I grew up in the Northeastern U.S. where thunderstorms and lightning are commonplace. And I had been exposed to lightning many times; while fishing, hunting, swimming, paddling, sailing etc. I had seen property damages, trees destroyed, forest fires, livestock killed, and I knew people who had been injured etc. So I have always had a healthy respect for what lightning can do.
A few years ago I was fishing with two men out on Marrowstone Point at Fort Flagler State Park. It was in June, and it had been a muggy warm day with no wind. The sky had a bad look to it as the haze was mixing with tall billowing clouds, and the water had that shaky look. At one point we could hear thunder coming from the west of us, and a storm was approaching, dropping down out of the Olympic Mountains.
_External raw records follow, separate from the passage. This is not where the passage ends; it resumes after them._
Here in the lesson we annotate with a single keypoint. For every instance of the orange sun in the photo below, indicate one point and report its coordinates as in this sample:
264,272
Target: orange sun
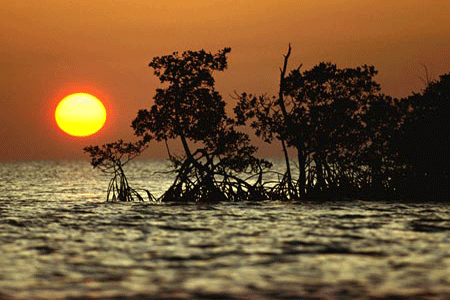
80,114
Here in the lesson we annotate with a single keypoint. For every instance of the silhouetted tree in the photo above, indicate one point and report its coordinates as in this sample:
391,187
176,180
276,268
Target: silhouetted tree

Looking back over the bluffs behind us we could see a huge, towering anvil topped cloud, moving fast toward us, and there was a sudden cold draft, a lot of wind, and we could hear the thunder getting closer. It was getting very dark. I told the guys to lay their rods down on the beach logs nearby, and to run for the cars NOW! As we got to the cars I told them to keep their hands in their laps, and not to touch anything or turn anything on, and to keep the windows closed.
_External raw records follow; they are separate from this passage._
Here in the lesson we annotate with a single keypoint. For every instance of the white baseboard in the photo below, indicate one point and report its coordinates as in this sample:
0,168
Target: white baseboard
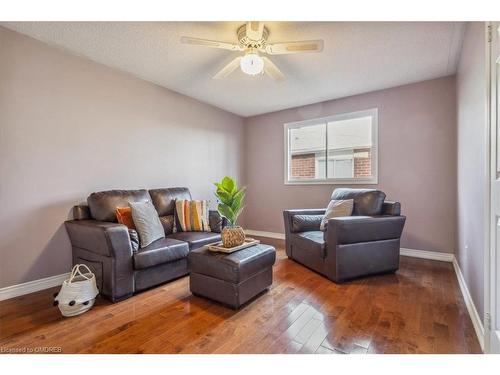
423,254
32,286
469,303
49,282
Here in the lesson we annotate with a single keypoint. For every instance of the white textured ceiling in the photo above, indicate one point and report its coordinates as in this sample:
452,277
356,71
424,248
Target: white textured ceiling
358,57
By now the wind was gusting down heavily and their was cold rain, and that weird prickly feeling of ozone and electricity in the air. As I was getting into my truck I had one foot on the ground and one foot in the truck, and I was holding the door of the truck, and I had my hand on the steering wheel, and I was dripping wet . . . CCRRRAAAAAK! KABOOOOM! FLASH!! The sound was deafening, the flash was blinding, and I could not hear or see anything for a moment, and every cell of my being was on fire with heat and pain and utter paralysis. It was the longest little moment of my life. The Cosmic Stun Gun. An indirect hit, as the lightning had grounded through the fence nearby, and split off into little fingers in all directions along the length of the fence line. One of them chose me to ground through. The guys, safe in their car nearby, were looking at me in total astonishment. And suddenly I was free. The pain was gone. I could move again. I was giddy. I felt okay. I got back into my car and we waited out the storm for a little while, watching the occasional lightning bolt flash, as it all blew out across the Inlet and over Whidbey Island.
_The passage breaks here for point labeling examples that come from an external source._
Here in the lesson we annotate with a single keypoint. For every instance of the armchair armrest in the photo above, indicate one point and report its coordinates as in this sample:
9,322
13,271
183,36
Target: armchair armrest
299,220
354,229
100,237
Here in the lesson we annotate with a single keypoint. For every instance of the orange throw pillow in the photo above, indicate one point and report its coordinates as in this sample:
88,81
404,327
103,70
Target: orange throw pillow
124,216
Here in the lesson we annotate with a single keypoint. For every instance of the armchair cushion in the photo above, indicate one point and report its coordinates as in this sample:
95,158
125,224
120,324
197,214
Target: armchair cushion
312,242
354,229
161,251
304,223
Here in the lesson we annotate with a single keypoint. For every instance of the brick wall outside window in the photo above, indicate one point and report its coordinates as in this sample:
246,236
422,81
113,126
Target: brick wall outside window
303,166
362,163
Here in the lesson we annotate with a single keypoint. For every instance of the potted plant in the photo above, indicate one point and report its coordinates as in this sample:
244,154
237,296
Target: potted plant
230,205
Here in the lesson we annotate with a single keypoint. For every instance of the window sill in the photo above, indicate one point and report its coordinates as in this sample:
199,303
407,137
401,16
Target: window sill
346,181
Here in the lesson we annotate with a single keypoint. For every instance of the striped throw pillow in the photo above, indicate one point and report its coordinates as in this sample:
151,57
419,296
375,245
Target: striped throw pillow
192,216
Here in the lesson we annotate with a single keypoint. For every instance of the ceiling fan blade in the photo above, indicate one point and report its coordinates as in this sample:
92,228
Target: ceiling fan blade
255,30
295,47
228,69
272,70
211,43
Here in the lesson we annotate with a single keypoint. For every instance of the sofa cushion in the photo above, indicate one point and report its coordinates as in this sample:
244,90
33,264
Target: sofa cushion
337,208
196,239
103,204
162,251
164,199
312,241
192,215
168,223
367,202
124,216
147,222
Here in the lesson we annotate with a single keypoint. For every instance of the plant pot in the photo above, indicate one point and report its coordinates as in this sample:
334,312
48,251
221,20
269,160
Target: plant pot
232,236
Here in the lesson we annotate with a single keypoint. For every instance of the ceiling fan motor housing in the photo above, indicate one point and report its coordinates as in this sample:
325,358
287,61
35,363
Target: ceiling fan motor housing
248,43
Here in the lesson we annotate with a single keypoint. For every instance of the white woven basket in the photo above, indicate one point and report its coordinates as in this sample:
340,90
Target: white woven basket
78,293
The air cleared, the sky brightened, the wind was gone. It was cool and clear and fresh. Everything had that green smell to it. I never felt more alive. We laughed about it all, and then we went back to the beach to fish some more. It was not long before one of the men, an elderly guy but very tough, hooked into a big fish. But he was not an experienced angler. I assumed it was a salmon as he had his six weight rod noodled over fully bent. He got the fish into the wash at his feet, and in just a few inches of water it was clear that this was no salmon, but the biggest sea run Cutthrout trout I had ever seen. I tried to get him to soften his pressure on the fish, and to angle the rod more sideways, rather than lifting the fish so hard. But this man was transfixed by the sight of the fish. If only he could slide the fish into the shallows with a little less tension . . . POP! . . . ZOOOOM!!! Off goes the fish! That was the day lightning struck me twice.